We ultimately provided design and supply of an enhanced MBBR process, utilizing full floor cover diffused aeration and virgin HDPE biofilm carriers with 589 m2/m3 of effective surface area. Higher SA carriers were considered, but due to the inorganics present and high COD loading, a lower SA carrier was chosen to ensure sufficient diffusion-able area was available for best long term operation. Considerable time was given to the best aeration design, with both Fine Bubble and Coarse Bubble options discussed. While the fine bubble provided the best energy balance, stainless wide band coarse bubble aeration was chosen to reduce maintenance. The MBBR was chosen due to its operational simplicity, ease of upgrade and high rate of treatment. Upon commissioning, the plant was immediately able to achieve higher degree of organic reduction while simultaneously reducing the power draw of the existing blower system.

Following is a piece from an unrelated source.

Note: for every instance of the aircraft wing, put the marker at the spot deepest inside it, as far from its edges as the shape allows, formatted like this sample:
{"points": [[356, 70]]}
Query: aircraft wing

Despite using coarse aeration, the increase mass transfer (alpha value) and oxygen transfer allowed the plant to reuse the existing blower network. The increased biological efficiency ultimately allowed the end user to easily process another 20% flow rate within the existing infrastructure while maintaining the same effluent COD values. The MBBR supplied operates as a 2-stage system, with each stage operating at ~33% by volume.